#DETERMINAÇÃO ESSENCIAL DO SER – ESBOÇO DE UMA LEITURA HERMENÊUTICA# Manoel Ferreira Neto: ENSAIO
O que é isto
– a Linguagem? Eis o questionamento que se deve fazer em se tratando de
respondê-lo à luz do pensamento heideggeriano, isto é, a partir de uma leitura
hermenêutica da experiência.
Se
con-templamos a linguagem à luz de sua genealogia, segundo Heidegger ela é um
modo de ser, uma estrutura da ek-sistência. Não é, contudo, um existencial
entre outros, ao lado da situação e da compreensão: é, antes, o existencial
fundamental no qual todos os outros ganham corpo.
A situação
é, em si mesma, muda, se a compreensão não permitir ao homem a distanciação
necessária em relação ao existente. Ora, este jogo da compreensão e da situação
torna-se possível pelo discurso (Rede): “O discurso é a articulação
significativa da compreensão do ser-no-mundo no seu sentimento de situação”.

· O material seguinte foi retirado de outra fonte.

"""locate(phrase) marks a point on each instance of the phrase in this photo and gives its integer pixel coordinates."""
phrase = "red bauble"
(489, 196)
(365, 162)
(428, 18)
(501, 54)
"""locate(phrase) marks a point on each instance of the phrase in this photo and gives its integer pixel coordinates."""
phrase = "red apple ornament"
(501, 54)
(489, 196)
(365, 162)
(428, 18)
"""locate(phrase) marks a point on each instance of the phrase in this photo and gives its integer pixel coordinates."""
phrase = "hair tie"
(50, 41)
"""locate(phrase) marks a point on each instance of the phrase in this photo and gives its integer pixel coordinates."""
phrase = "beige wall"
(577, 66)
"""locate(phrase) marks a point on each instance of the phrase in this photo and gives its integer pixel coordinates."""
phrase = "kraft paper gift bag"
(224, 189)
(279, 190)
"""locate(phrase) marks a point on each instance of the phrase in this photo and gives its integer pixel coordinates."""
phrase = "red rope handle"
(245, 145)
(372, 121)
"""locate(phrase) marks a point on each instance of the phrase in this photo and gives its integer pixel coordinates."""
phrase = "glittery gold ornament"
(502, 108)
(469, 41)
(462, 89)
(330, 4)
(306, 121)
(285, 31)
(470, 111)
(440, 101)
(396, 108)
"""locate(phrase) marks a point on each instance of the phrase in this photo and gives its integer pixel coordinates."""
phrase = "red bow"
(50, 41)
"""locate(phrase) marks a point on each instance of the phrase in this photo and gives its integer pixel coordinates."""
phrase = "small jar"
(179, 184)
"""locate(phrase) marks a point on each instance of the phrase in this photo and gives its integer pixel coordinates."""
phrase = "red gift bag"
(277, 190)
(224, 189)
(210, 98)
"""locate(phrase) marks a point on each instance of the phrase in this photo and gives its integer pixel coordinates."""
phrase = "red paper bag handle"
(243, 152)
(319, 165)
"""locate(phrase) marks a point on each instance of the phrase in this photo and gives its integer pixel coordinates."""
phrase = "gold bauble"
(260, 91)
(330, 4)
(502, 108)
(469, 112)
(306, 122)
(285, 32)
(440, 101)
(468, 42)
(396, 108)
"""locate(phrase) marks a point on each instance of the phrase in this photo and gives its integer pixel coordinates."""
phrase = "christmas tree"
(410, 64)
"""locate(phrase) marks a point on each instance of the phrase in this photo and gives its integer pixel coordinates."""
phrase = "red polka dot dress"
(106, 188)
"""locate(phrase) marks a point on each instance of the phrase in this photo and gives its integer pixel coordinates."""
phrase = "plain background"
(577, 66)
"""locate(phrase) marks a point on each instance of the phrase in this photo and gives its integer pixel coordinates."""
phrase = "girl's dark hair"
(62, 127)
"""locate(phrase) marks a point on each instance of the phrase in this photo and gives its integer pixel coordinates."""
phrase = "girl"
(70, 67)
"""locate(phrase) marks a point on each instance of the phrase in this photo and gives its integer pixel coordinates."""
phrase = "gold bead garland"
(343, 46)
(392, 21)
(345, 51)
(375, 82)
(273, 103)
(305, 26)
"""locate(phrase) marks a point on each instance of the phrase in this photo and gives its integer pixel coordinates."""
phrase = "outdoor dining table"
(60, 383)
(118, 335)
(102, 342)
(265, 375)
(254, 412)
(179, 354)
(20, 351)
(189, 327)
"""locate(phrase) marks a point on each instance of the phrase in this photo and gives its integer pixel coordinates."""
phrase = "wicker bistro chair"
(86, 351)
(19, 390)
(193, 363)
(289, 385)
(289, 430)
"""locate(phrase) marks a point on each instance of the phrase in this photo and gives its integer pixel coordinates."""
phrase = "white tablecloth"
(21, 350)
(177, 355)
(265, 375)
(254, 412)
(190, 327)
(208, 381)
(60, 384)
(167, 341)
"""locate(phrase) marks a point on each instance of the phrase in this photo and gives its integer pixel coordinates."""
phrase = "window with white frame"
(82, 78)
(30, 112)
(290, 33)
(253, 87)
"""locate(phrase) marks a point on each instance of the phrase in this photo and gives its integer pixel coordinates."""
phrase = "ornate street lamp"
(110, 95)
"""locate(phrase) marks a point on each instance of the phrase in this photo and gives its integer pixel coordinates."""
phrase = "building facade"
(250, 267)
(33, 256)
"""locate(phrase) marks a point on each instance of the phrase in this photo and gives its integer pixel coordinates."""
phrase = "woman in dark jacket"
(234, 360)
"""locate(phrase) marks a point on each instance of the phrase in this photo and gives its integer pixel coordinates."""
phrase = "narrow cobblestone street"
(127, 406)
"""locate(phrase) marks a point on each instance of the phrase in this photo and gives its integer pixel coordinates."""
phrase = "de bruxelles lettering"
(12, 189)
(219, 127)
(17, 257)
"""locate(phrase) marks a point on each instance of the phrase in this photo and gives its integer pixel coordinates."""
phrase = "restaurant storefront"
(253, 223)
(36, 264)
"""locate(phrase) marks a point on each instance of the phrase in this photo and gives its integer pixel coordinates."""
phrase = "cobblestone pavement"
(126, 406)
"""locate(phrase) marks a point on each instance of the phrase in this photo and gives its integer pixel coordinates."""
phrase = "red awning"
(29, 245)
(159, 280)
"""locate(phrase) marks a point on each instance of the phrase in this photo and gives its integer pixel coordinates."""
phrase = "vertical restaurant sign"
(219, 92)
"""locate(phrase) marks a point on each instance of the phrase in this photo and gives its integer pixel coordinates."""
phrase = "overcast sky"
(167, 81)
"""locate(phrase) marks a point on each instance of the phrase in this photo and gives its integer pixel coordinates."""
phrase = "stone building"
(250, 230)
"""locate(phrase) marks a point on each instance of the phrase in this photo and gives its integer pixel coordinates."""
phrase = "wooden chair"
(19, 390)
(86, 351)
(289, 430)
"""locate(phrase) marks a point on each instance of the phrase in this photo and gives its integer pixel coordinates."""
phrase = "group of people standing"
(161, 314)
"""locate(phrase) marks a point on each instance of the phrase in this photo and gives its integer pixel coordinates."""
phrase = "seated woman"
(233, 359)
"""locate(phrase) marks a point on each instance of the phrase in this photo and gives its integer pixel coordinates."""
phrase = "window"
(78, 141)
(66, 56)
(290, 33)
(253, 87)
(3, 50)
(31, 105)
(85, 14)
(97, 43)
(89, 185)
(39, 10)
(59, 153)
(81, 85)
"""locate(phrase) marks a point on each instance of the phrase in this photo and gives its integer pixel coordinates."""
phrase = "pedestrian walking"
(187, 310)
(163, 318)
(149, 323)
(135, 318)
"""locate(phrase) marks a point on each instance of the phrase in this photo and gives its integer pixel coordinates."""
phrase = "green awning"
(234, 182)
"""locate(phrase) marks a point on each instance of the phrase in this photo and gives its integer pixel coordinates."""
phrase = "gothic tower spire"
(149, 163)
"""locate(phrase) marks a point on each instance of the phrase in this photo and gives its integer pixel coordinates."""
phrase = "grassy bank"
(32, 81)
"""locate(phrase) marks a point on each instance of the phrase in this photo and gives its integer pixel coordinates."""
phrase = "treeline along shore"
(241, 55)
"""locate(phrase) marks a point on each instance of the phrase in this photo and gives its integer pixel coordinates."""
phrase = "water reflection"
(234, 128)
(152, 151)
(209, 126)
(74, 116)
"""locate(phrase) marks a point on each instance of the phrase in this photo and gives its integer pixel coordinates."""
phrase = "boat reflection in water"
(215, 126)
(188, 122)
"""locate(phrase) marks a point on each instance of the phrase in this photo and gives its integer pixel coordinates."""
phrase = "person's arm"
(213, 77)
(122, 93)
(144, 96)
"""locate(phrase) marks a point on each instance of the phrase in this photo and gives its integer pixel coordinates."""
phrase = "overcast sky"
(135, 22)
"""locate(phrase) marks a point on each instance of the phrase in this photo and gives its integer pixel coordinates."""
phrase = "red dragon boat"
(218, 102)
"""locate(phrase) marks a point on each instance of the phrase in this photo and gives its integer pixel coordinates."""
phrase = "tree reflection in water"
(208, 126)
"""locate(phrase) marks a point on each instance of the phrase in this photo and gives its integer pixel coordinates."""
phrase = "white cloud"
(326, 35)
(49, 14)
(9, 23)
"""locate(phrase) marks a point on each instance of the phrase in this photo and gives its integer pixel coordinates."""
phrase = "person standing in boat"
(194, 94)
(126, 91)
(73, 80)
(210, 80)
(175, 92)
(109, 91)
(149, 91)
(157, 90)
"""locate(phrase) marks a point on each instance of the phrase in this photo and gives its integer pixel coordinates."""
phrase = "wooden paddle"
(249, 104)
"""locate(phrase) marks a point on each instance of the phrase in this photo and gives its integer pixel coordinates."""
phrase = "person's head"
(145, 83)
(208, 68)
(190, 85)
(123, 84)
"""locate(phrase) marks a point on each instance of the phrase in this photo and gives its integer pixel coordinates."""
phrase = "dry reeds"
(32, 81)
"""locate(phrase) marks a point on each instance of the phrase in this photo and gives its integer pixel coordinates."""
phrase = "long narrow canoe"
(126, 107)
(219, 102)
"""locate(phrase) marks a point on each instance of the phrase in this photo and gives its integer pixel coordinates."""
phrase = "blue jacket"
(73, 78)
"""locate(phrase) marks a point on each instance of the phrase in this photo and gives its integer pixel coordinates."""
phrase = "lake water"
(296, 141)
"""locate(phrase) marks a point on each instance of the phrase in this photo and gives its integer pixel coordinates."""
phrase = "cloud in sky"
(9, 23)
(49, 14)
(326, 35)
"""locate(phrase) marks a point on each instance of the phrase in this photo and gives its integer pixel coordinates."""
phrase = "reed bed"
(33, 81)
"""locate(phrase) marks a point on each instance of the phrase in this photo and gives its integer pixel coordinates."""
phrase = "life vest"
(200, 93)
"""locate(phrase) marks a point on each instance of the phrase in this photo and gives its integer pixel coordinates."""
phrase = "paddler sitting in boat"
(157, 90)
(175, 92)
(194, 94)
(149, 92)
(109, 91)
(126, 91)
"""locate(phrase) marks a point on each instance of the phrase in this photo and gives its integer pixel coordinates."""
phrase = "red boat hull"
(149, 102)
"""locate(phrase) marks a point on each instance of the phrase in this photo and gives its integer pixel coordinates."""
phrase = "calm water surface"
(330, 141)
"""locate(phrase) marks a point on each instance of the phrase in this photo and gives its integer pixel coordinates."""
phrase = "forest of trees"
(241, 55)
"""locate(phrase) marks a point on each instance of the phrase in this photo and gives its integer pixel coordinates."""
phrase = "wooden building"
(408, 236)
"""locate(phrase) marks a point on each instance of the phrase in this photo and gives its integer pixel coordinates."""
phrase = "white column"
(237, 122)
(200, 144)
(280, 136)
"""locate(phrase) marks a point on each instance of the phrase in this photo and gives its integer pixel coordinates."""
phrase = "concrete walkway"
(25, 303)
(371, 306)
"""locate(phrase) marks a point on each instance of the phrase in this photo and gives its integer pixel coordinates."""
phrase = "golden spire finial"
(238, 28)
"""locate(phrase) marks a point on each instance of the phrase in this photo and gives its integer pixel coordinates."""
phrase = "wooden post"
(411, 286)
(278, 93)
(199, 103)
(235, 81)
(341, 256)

Este termo, para Heidegger, não designa a palavra explícita, mas o discurso
silencioso do mundo inaugurado pela presença do homem. A ek-sistência é esta
capacidade fundamental que o homem tem de dialogar com o mundo e com os outros:
“O silêncio como modo do discurso articula tão originalmente a
compreensibilidade do ser-aí, que vem fundar o saber-ouvir autêntico e o
ser-em-comum lúcido”.
Em tudo que
se diz, quando se fala, se escreve ou se cala, sempre se diz a partir do
silêncio. É a segunda experiência. Trata-se de uma experiência tão rica e
originária que dela vivem e se criam os poetas, pensadores, os homens. É ao
silêncio que os homens, poetas, pensadores dão passagem em tudo que dizem
quando falam e/ou se calam em cada desempenho. Com isto nós nos descobrimos
onde já sempre estamos – no silêncio da fala.
O homem não
é um animal que possui a razão, mas um ser que é possuído pela linguagem. É no
discurso que se enraíza a presença do “Dasein” no mundo. Pela linguagem, este
desperta para o seu ser e vigia o ser das coisas.
Como se
efetua a passagem do discurso à palavra explícita? Heidegger distingue duas
etapas: a explicitação e a enunciação. A explicitação é uma estrutura de
antecipação da ek-sistência que se apóia no horizonte do discurso. Ela é a
visão antepredicativa da totalidade que condiciona a revelação de todo o sendo
particular. O discurso fornece o sentido à explicitação. A partir do sentido, a
explicitação deduz o “enquanto”, isto é, a significação do sendo concreto. Graças
a ela, o discurso torna-se indicativo.
A linguagem
opera o desvelamento das significações concretas do mundo. Não há dois planos:
o do percebido e do conhecido e o do falado e do expresso. A palavra não
introduz um sentido num conteúdo. É, pelo contrário, o conteúdo que se revela
significante na linguagem. Forçoso é, pois, destruir a perspectiva metafísica:
a linguagem não se torna significante a partir dos objetos compreendidos pelo
pensamento e significados, em seguida, pelas palavras: são, antes, os objetos
que adquirem a sua plena capacidade de significação a partir da linguagem
falada.
Falar a
partir da Linguagem da poesia não é indicar outra linguagem dentro ou fora da
estrutura da língua e discurso. Assim operando, já de-finimos a Linguagem como
objeto dentro ou fora de outro objeto, já de-finimos o dentro e o fora
juntamente com sua indicação, como uma função de um objeto para com outro
objeto. De-finir como objeto ou de-finir como função entre objetos, é a
objetivação própria da representação.
O sentido do
discurso nunca é construído, mas sempre descoberto. O mundo mostra-se investido
de significações utilitárias e poéticas. Daqui que a linguagem seja uma leitura
hermenêutica da experiência. O homem compreende sempre o mundo no interior de
um projeto interpretativo cuja linguagem é a única justificação. Sem dúvida, o
sendo bruto existe fora do gesto falado. Mas o mundo, este horizonte
inteligível que abre acesso ao sendo, só existe na interpretação efetuada pela
linguagem. Assim, somos obrigados a corrigir a célebre fórmula de Schopenhauer:
“O mundo é a minha representação”, e dizer “O mundo é a minha interpretação”.
A linguagem
poética só revela o seu conteúdo no pronunciar nativo, e não na transmissão
segundo sinais abstratos. A palavra poética dá a essência profunda da coisa.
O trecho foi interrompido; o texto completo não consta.